Texas had been reimbursing Phoenix-based PHI Air Medical LLC, an emergency air ambulance service provider, for workers compensation air ambulance services at 125% of Medicare. In 2012, however, PHI and other air ambulance providers began filing fee disputes in the state seeking reimbursement for the full amount of their billed charges for transporting injured workers. The medical transport companies argued that the federal Arline Deregulation Act preempted The Texas Workers Compensation Act’s fee schedule.

An administrative law judge dismissed PHI’s argument but did raise the level of reimbursement to 149% of Medicare.

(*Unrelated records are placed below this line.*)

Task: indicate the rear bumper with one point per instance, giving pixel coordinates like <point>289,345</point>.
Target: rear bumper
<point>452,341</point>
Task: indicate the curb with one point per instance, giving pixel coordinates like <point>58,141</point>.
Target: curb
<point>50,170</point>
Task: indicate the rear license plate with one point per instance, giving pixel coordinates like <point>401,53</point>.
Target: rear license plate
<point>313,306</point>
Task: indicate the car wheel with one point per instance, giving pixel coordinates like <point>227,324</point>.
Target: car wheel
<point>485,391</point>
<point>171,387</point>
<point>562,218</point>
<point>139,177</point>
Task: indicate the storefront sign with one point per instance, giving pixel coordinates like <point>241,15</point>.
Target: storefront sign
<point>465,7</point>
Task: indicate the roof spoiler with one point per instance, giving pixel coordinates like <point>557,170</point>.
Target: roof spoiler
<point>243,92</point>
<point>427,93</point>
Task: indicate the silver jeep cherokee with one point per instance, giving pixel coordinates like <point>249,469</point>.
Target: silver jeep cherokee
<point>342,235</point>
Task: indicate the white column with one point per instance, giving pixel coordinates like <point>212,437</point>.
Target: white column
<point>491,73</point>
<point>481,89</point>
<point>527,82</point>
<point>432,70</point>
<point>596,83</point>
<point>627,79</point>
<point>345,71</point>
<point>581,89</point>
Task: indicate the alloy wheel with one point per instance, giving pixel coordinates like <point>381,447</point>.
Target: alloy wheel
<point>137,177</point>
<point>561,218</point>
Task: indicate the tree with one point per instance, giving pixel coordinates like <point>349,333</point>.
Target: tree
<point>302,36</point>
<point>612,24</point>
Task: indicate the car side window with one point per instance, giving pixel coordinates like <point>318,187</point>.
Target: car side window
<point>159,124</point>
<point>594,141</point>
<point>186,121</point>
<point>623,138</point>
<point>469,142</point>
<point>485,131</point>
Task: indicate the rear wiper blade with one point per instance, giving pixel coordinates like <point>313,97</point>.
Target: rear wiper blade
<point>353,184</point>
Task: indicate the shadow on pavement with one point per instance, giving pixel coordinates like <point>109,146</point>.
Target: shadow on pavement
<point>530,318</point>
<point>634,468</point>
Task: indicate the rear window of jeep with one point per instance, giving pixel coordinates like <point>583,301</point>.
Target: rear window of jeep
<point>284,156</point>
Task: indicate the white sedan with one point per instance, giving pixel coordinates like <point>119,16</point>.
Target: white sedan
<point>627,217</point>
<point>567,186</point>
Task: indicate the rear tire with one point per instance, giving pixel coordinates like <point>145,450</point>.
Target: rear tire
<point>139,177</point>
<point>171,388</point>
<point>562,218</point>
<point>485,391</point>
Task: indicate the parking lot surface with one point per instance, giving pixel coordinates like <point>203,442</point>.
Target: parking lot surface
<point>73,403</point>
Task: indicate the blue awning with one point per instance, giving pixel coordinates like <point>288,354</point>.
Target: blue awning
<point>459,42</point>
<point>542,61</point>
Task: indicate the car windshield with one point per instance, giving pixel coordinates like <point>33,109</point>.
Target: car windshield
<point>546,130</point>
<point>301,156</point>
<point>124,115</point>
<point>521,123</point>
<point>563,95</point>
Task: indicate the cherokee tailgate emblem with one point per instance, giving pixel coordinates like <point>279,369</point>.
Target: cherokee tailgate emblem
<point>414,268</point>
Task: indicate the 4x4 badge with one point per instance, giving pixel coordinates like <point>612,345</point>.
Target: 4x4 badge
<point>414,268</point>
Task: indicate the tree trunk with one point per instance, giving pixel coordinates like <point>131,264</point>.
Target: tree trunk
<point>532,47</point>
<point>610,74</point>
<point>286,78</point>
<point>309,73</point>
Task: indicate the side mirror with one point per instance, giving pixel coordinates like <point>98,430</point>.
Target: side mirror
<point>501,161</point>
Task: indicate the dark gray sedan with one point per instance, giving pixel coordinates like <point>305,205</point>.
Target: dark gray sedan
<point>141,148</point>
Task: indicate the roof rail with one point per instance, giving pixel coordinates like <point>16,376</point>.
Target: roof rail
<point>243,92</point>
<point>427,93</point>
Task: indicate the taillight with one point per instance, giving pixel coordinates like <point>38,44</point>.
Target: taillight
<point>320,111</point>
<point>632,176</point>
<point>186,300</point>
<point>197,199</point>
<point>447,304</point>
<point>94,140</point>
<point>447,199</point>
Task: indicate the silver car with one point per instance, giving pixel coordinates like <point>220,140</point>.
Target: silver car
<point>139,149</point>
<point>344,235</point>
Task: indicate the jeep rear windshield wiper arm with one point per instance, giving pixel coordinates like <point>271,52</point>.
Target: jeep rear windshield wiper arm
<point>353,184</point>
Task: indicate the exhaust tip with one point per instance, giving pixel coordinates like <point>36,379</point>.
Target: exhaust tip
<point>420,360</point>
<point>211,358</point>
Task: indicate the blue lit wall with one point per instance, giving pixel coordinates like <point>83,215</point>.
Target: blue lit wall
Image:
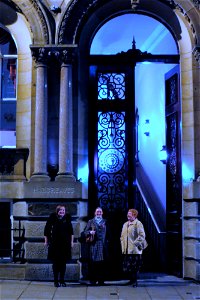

Texas Mutual, along with the Texas Department of Workers Compensation and a half dozen other insurers, joined together to seek judicial review of the decision.

A trial court found in favor of Texas Mutual, but an appellate court reversed, holding that the state’s reimbursement provisions were preempted by the federal Act.

The Texas Supreme Court agreed to hear the case, and oral arguments began Feb. 25. The court reversed the appellate decision, dismissing PHI’s argument that the ADA “expressly preempts” Texas law requiring insurers to reimburse air ambulance services at a “fair and reasonable amount” and is therefore entitled to full reimbursement.

The court noted that two federal circuit courts have found that the ADA does not guarantee “any payment of air ambulance claims whatsoever,” or payment of “whatever an air carrier may demand.” PHI has no transactional relationships with third-party insurers — who simply receive a bill for services rendered to a covered injured worker — and the injured customer has not agreed to pay it, the court said.

The court also noted that PHI did not challenge the state’s prohibition on balance billing of customers, just insurers, and concluded that the air ambulance company failed to show that the “fair and reasonable standard for third-party reimbursement” under Texas law had any “significant effect” on its prices for carrying injured workers by air.

The Supreme Court also dismissed PHI’s argument that it is entitled to an order requiring the insurers to reimburse its billed charges fully under state law, holding that if the ADA presumption applied, neither state nor federal law provides for any reimbursement at all, since that would violate the state’s rights provisions conferred by the 10th Amendment.

“PHI cannot have it both ways: it cannot rely on state law requiring reimbursement of air carriers while arguing that a particular state standard for measuring that reimbursement is preempted,” wrote Justice J. Brett Busby.

Justice Paul Green wrote in his dissent that he believes that the ADA does preempt Texas’s reimbursement scheme, concluding that neither “TWCA nor its reimbursement scheme was “enacted . . . for the purpose of regulating the business of insurance.”